The farmer trasecolò. – But who do you know all these things from?
“From frogs,” said Bobo.
The farmer, though without understanding, rummaged in the ditch, found the host, made his daughter communicate, and she healed. Bobo did not know how to make up for it, but he did not want anything, took leave, and left.
One hot day, he found two men resting in the shade of a chestnut tree. He lay down next to them and asked them to keep them company. They began to talk: – Where are you going, you two?
– In Rome, let’s go. Do not you know that the Pope died and the new Pope is elected?
Meanwhile, a flight of sparrows came to rest on the branches of the chestnut tree. Even these sparrows are going to Rome, “said Bobo.

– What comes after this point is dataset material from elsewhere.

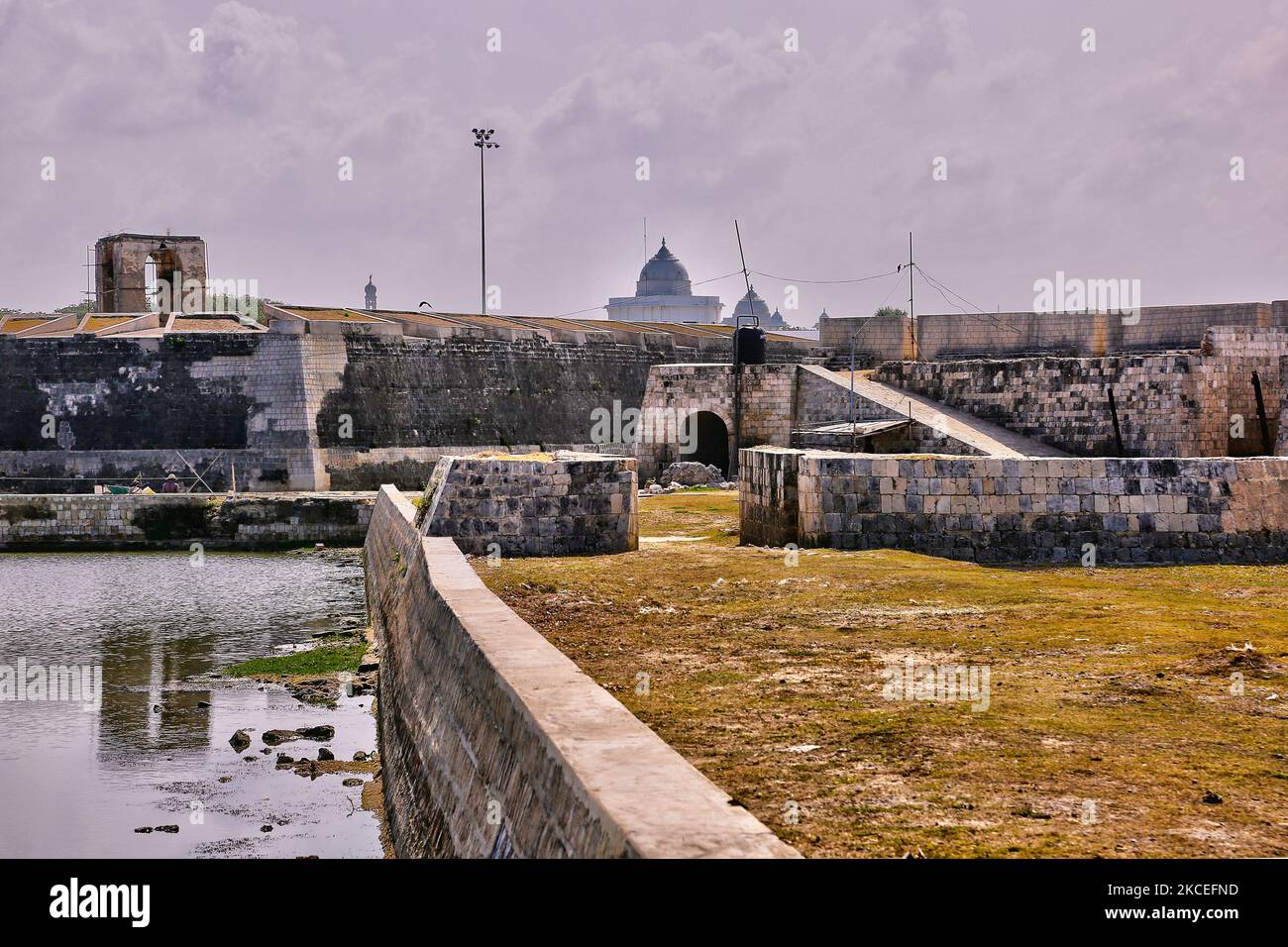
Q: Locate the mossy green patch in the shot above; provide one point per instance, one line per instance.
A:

– And how do you know? – asked those two.
“I understand their language,” said Bobo. He listened, and then: “Do you know what they say?
– They say that one of the three of us will be elected Pope.
At that time, to elect the Pope, a dove was left free to fly in the square of St. Peter full of people. The man on whose head the dove was supposed to be placed was to be elected Pope. The three arrived in the crowded square and hunted among the crowd. The dove flew, flew, and settled on Bobo’s head.
In the midst of songs and shouts of joy he was hoisted on a throne and dressed in precious clothes. He rose to bless, and in the silence he had made in the square he heard a cry. An old man had fallen to the ground as dead. The new Pope came and in the old man recognized his father. The remorse had killed him and he barely had time to ask his son for forgiveness, then to die in his arms.
Bobo forgave him, and he was one of the best popes the Church ever had.